For some reason, we made shortstop Ray Oyler our hero. The fact that he hit .165 that year never dimmed our enthusiasm.

The standard for batting ineptitude, a .200 batting average, is called “The Mendoza Line,” and it’s named after Mario Mendoza, a lifetime .215 hitter. And of course, he’s a former Seattle Mariner (he hit .198 his first year in the Kingdome).

To be perfectly honest, if it weren’t for the fact that his baseball card is still sitting in my closet along with a Steve Hovley, a Wayne Comer and a couple of Tommy Harper cards, I would be hard-pressed to remember Jim Gosger. To this day I still confuse him with the player the Pilots traded him for – Greg Goosen.

Goosen was the subject of one of the all-time great Casey Stengel bon mots. In 1966 the retired former Mets manager pointed Goosen out in spring training. “Goosen is only 20, and in 10 years he has a chance to be 30,” he said.

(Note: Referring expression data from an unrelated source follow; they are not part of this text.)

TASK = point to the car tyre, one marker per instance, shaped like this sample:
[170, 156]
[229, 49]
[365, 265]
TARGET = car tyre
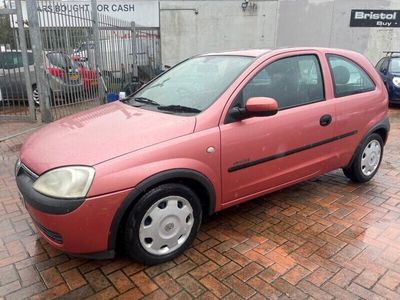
[162, 224]
[367, 159]
[35, 95]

That year was a good time to become a baseball fan. You followed players through the box score in the newspaper and learned to recognize them from collecting their baseball cards – you could still buy a pack, with bubble gum that tasted like it was left over from 1954, for a nickel. Yup. You could buy two packs of baseball cards and a comic book for a quarter.

It was a time when you could get dropped off at the fairgrounds to watch Tommy Lasorda lead the Spokane Indians with a couple bucks in your pocket, get a ticket to the game, buy a program, a hot dog and still have enough left to have a soda.

Sadly, those bargain days are long gone. But the memories will last forever.